To test her hypothesis, Urban-Ciecko turned to optogenetics, a technique that controls neurons with light. She used light to trigger an enzyme that activated and deactivated the somatostatin neuron. When the somatostatin cells were turned off, synapses grew big and strong. When the cells were turned on, the synapses became weaker and in some cases, disappeared entirely.

“You have inputs coming at you all the time, why do you remember one thing and not the other?” “We think that somatostatin neurons may be gating whether synapses are used, and whether they can be changed during some important event, to enable learning,” said Barth, who is also a member of the joint CMU/University of Pittsburgh Center for the Neural Basis of Cognition (CNBC).  

The researchers found that when the somatostatin neurons were turned on, this triggered the cloaking device. The neuron activated the GABAb receptors on hundreds of excitatory neurons in the immediate area. Activating this receptor suppressed the excitatory neurons, which prevented them from creating and strengthening synapses – and made them invisible to researchers.

The researchers next plan to see if the somatostatin cells behave similarly in other areas of the brain. If they do, it could represent a novel target for studying and improving learning and memory.

Erika E. Fanselow, a research biologist formerly with Carnegie Mellon and the CNBC, also contributed to this paper.

The research was funded by the McKnight Foundation and the National Institutes of Health (DA0171-88).

As the birthplace of artificial intelligence and cognitive psychology, Carnegie Mellon has been a leader in the study of brain and behavior for more than 50 years.
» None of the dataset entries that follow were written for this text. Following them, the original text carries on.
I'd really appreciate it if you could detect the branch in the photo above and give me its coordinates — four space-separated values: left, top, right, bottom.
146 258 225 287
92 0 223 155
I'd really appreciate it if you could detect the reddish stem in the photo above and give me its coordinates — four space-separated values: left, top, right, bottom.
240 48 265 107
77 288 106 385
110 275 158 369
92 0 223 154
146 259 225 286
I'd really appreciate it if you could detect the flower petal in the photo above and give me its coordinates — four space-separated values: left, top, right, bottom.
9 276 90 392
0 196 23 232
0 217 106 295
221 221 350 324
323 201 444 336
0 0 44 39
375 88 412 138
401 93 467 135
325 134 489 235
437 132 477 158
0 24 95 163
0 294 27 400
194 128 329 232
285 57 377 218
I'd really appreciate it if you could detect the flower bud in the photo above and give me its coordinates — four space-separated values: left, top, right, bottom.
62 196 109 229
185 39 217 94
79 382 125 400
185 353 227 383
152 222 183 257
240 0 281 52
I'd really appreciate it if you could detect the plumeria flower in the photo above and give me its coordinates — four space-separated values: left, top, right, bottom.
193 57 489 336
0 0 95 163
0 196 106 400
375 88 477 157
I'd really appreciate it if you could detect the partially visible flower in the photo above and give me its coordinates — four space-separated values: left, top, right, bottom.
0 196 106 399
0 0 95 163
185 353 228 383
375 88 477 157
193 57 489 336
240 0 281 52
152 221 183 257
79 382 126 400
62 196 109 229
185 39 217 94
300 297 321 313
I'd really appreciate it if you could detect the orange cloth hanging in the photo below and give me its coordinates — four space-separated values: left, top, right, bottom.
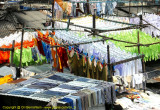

The university has created some of the first cognitive tutors, helped to develop the Jeopardy-winning Watson, founded a groundbreaking doctoral program in neural computation, and completed cutting-edge work in understanding the genetics of autism. Building on its strengths in biology, computer science, psychology, statistics and engineering, CMU recently launched BrainHubSM, a global initiative that focuses on how the structure and activity of the brain give rise to complex behaviors.